# Fangempfehlung Ostsee-Lachs – ICES veröffentlicht Quoten für 2023



## fishhawk (28. Juni 2022)

Hallo,



Anglerboard Redaktion schrieb:


> Insgesamt hat sich die Lachspopulation in der Ostsee seit den 1990er Jahren *sehr positiv *entwickelt





Anglerboard Redaktion schrieb:


> wird der *Lachsbestand* in der Ostsee (fressende Fische im Meer) auf* 1–1,5 Millione*n Tiere geschätzt.





Anglerboard Redaktion schrieb:


> Die *Gesamtfänge* haben sich von ca.* 1,2 Millionen*. Lachsen *im Jahr 1990 *auf etwa 145.000 Lachse im letzten Jahr reduziert


Also im Jahr 1990 betrug allein der Ausfang 1,2 Mio Lachse im Jahr.  Jetzt wird der Gesamtbestand, der in der Ostsee lebt,  auf eine ähnliche Zahl geschätzt.

Das soll dann eine sehr positive Bestandsentwicklung sein.

Hab ich da einen Denkfehler oder stimmt da was an den Zahlen nicht?


----------



## punkarpfen (28. Juni 2022)

Hi,
es kann auch sein, dass man im Jahr 1990 so einen Raubbau betrieben hat, das in den 1990er Jahren der Bestand ziemlich im ... war.


----------



## Hafenkante (30. Juni 2022)

Moin,ich befürchte es ist eh zu spät: heute stirbt der Dorsch und morgen sind es Meerforellen und Lachse es ist ein Trauerspiel


----------



## fishhawk (1. Juli 2022)

Hallo,


punkarpfen schrieb:


> es kann auch sein,


Die Möglichkeit besteht natürlich, aber aus den im Artikel genannten Zahlen, geht das nicht hervor.



Hafenkante schrieb:


> und morgen sind es Meerforellen und Lachse


Bei denen können die Angelvereine / Gewässerbewirtschafter zumindest mehr Einfluss auf die Fortpflanzung und Bestandsförderung  nehmen als beim Dorsch.

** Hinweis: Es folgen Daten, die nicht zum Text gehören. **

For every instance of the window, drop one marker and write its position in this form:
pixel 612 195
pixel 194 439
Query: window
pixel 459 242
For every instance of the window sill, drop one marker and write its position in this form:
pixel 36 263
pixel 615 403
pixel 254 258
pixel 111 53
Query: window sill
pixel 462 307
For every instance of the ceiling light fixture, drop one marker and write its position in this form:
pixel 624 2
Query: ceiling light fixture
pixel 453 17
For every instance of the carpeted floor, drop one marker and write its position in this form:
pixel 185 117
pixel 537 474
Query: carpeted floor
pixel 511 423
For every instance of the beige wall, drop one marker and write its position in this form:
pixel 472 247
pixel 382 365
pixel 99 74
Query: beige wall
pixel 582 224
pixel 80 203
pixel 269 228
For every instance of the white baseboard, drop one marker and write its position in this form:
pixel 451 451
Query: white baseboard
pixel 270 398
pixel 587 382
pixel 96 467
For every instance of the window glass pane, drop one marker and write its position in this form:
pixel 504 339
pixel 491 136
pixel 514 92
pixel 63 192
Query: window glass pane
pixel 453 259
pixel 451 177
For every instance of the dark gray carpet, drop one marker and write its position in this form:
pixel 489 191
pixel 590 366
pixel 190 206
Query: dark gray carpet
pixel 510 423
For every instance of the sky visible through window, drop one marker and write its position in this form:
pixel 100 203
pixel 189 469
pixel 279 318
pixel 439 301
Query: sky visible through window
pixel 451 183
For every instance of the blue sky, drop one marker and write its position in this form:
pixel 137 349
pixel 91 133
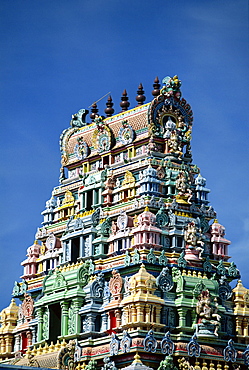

Davon profitieren zurzeit auch die Lachsfänger auf der Ostsee.

Wobei m.W. auch einige organisierte Trollingangler freiwillig Gelder für Wanderfischprojekte an den Ostseezuflüssen spenden.


----------



## Laichzeit (17. Oktober 2022)

Anglerboard Redaktion schrieb:


> _Pressemeldung_
> 
> 
> *Die deutschen Angelverbände schlagen die folgenden Regelungen und Maßnahmen für den Ostseelachs im Jahr 2023 vor:*
> ...


Heute wurde ein Baglimit von einem Fisch mit abgeschnittener Fettflosse beschlossen. Danach muss die angelei eingestellt werden, kein C&R nach Erreichen vom Limit.


----------



## fishhawk (18. Oktober 2022)

Hallo,


Laichzeit schrieb:


> kein C&R nach Erreichen vom Limit.


Wundert mich nicht.

Wenn selbst der Vorsitzende des Schleppanglerclubs massive Zweifel äußert, dass  beim Trolling gefangene Lachse eine  akzeptable Überlebensrate hätten und  auch der DAFV die Zahlen aus Kanada massiv in Zweifel zieht. Auf welcher Grundlage sollte die Politik das dann erlauben?


----------



## silverfish (18. Oktober 2022)

Was ist denn mit Meerforellen oder Hechteschleppen ? Muß man da auch aufhören wenn ein Lachs gefangen wurde ?
Seitdem dieses F  im DAFV ist wird nur noch Politik gegen Angler für Fischer gemacht.


----------



## MarkusZ (18. Oktober 2022)

Für Angler, die Wert auf Nachhaltigkeit und Waidgerechtigkeit legen, hat sich mit dieser Regelung das Trolling auf Lachse de facto erledigt.



silverfish schrieb:


> Was ist denn mit Meerforellen oder Hechteschleppen ?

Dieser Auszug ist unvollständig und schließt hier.